A group broke down the FIJI house door and went inside, reemerging with the fraternity’s composite, a framed collage of photos of the chapter members. The house’s mailbox and security cameras were also damaged, and cars were flipped over.

The crowd began moving to the 700 block of Iowa Avenue around 8:30 p.m., where members of the fraternity were rumored to be staying during the protest. A few protesters stayed behind while others left their signs on the house’s front lawn. The house on Iowa Avenue was also damaged, with people throwing rocks and a few protesters standing on the roof.

The UI is the second university to have its students protest a FIJI chapter. The allegations come just days after the University of Nebraska-Lincoln FIJI chapter also came under fire for sexual assault allegations. UNL students have protested for days to abolish the chapter, which has had multiple sexual assault allegations, according to The Daily Nebraskan. UNL has suspended its FIJI chapter while an investigation takes place.

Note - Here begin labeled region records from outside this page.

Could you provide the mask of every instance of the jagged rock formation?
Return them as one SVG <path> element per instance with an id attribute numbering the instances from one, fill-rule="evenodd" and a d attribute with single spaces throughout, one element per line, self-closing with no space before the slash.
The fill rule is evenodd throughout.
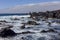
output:
<path id="1" fill-rule="evenodd" d="M 45 17 L 45 18 L 58 18 L 60 19 L 60 10 L 55 10 L 55 11 L 46 11 L 46 12 L 32 12 L 29 13 L 31 15 L 31 17 Z"/>

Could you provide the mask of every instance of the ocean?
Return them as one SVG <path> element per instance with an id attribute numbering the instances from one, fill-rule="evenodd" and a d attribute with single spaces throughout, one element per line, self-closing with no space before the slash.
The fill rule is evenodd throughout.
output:
<path id="1" fill-rule="evenodd" d="M 13 37 L 0 37 L 0 40 L 60 40 L 60 23 L 54 20 L 59 19 L 40 18 L 38 21 L 28 14 L 0 14 L 0 30 L 10 25 L 15 33 L 21 33 Z M 25 28 L 21 28 L 24 23 Z"/>

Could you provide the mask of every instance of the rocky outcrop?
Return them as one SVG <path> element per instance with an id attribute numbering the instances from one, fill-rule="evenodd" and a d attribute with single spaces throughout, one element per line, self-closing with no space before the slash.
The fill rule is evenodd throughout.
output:
<path id="1" fill-rule="evenodd" d="M 54 29 L 49 29 L 47 31 L 46 30 L 41 31 L 41 33 L 47 33 L 47 32 L 55 32 L 56 33 L 57 31 L 55 31 Z"/>
<path id="2" fill-rule="evenodd" d="M 45 18 L 59 18 L 60 19 L 60 10 L 54 10 L 54 11 L 46 11 L 46 12 L 32 12 L 29 13 L 31 18 L 37 17 L 37 16 L 42 16 Z"/>
<path id="3" fill-rule="evenodd" d="M 26 31 L 26 32 L 22 32 L 20 34 L 34 34 L 34 32 Z"/>
<path id="4" fill-rule="evenodd" d="M 28 21 L 27 24 L 29 24 L 29 25 L 39 25 L 39 24 L 36 23 L 35 21 Z"/>
<path id="5" fill-rule="evenodd" d="M 15 36 L 15 35 L 16 35 L 16 33 L 9 28 L 4 28 L 0 32 L 0 37 L 8 37 L 8 36 L 12 37 L 12 36 Z"/>

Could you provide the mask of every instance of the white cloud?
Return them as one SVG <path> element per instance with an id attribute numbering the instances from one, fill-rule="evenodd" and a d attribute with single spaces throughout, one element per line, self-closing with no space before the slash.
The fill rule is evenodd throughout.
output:
<path id="1" fill-rule="evenodd" d="M 25 5 L 16 5 L 11 8 L 1 9 L 0 13 L 26 13 L 26 12 L 38 12 L 38 11 L 51 11 L 60 9 L 60 2 L 43 2 Z"/>

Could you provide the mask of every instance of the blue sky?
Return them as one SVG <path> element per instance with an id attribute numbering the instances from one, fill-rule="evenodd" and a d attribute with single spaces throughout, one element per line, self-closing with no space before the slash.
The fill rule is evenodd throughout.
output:
<path id="1" fill-rule="evenodd" d="M 59 1 L 59 0 L 0 0 L 0 9 L 9 8 L 16 5 L 51 2 L 51 1 Z"/>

In a statement released on Monday via social media, the UI’s FIJI chapter wrote that sexual misconduct is treated with a zero-tolerance policy by the chapter and that any individuals who have proven themselves incapable of exemplary conduct have and will be expelled.

“The members of our chapter want to make a firm stance that sexual misconduct will always be found, rooted out, and justly dealt with in our community,” the statement said. “We advocate thoroughly for any and all measures that will serve to further create safe circumstances for every individual regardless of race, sex, or gender.”

Before the protest, protest organizer and UI first-year Amelia Keller said the UNL protests helped spur the movement at the UI forward.

“I think it almost inspired and made us feel energized in the sense that this can be something big,” she said. “This is something people care about, and it’s such a similar story of what happened at Nebraska’s FIJI, it would almost be remiss of the University of Iowa students — we have sort of a responsibility to have a similar movement here.”

An online petition describing an alleged sexual assault that took place at FIJI in September 2020 has reached over 80,000 signatures as of Tuesday night.

Keller said she wanted the protest to work as a step to remove the chapter from campus.

“I’m super excited for tonight, I’m super excited for it to hopefully spark some change at the University of Iowa and how we handle assault on college campuses, in general. But I do see this as a first step,” she said. “It’s great for people to show up and it’s great to show our support for the victim and for systemic change, but what we really need to see is that concrete change from the University of Iowa admin.”

In a message to the university, Dean of Students Angie Reams and Executive Officer and Associate Vice President of the Division of Diversity, Equity, and Inclusion Liz Tovar decried sexual assault and urged people with information on the allegations to come forward in order to start an investigation.

The two noted that the Office of Institutional Equity investigations and police investigations are separate. The message also said the university plans to release an update to its anti-violence plan in September.

“The University of Iowa does not condone sexual misconduct of any kind and takes every allegation seriously,” the message stated. “To proceed with an investigation, the university needs anyone with information and evidence to contact the Office of Institutional Equity.”